AI hallucinations occur when a Large Language Model (LLM) generates inaccurate, misleading or inconsistent responses that are not rooted in actual data or factual information. Instead, responses stem from learning errors, missing knowledge or misinterpretations of the training data.
They are currently one of LLMs’ most pressing limitations.
A 2023 study investigated the authenticity and accuracy of references in medical articles generated by ChatGPT. Findings indicated that of the 115 references generated by the model, only 7% were authentic and accurate. 47% were entirely fabricated, and 46% were authentic yet completely inaccurate.

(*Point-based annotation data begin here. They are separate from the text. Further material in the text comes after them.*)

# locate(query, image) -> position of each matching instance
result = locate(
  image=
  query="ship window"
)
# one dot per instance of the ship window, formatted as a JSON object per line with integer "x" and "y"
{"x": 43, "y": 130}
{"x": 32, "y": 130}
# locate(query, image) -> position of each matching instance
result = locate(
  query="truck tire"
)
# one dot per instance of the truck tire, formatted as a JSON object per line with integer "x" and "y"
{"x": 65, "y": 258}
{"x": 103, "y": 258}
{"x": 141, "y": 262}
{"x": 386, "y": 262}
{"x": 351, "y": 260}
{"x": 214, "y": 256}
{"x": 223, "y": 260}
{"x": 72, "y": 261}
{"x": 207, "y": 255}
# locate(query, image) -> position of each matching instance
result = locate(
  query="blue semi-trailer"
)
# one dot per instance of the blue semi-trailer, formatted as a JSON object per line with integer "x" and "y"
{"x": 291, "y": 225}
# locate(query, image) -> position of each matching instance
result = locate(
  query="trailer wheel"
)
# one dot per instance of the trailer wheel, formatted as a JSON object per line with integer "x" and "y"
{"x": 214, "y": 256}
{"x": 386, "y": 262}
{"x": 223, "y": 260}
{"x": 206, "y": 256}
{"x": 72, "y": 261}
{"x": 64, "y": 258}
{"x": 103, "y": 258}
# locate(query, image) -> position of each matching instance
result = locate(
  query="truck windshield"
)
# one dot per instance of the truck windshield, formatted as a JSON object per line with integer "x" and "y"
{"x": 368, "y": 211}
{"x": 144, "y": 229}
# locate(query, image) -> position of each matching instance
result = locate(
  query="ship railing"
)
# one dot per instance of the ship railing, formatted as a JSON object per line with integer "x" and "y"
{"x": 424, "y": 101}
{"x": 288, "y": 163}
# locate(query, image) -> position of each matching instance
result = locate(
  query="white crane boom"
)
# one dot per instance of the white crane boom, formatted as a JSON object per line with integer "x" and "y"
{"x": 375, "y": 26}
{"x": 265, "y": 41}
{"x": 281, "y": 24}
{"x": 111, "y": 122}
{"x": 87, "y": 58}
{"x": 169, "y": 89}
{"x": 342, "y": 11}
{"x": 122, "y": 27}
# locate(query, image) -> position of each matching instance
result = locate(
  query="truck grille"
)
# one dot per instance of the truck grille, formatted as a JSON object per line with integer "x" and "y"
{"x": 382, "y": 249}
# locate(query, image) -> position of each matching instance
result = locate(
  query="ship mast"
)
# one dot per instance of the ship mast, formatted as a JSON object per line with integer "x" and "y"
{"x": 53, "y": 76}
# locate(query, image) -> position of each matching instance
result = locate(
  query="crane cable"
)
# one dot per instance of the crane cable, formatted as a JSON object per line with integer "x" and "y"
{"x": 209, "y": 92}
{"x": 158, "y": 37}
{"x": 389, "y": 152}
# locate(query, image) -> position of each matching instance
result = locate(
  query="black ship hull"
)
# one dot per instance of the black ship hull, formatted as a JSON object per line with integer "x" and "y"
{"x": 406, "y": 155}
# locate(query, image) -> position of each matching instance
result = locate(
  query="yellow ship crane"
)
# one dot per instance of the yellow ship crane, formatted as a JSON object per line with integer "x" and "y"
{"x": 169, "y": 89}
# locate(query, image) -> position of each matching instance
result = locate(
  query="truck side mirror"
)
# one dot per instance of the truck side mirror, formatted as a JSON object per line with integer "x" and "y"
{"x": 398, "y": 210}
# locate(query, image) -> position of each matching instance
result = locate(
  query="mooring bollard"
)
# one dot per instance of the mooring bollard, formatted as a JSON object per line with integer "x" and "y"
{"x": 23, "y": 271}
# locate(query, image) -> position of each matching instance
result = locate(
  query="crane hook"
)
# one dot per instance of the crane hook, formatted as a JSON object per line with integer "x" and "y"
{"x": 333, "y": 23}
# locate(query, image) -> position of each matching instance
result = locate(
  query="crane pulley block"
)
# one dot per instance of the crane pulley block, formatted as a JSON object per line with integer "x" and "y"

The problem with AI hallucinations is that we can easily be fooled by them.
AI hallucinations are hard to detect because LLM output in general is designed to sound coherent, plausible, and well-argumented. An AI hallucination might also contain some accurate information, making it even easier to believe. This can be dangerous if information from the hallucination is used in critical decision-making processes (e.g., assessing risk for insurance companies, assigning or rejecting consumer loans, etc.).
It is assumed that an LLM is less likely to hallucinate if the model provider re-trains the model regularly with new data, improves the accuracy of the generated output, and provides rolling releases.
In reality, however, retraining models often is unfeasible due to exorbitant cost in terms of time, manpower and money. So at some point, training is cut off. For example, OpenAI’s ChatGPT knowledge (in the free version) was last updated with data up to January 2022.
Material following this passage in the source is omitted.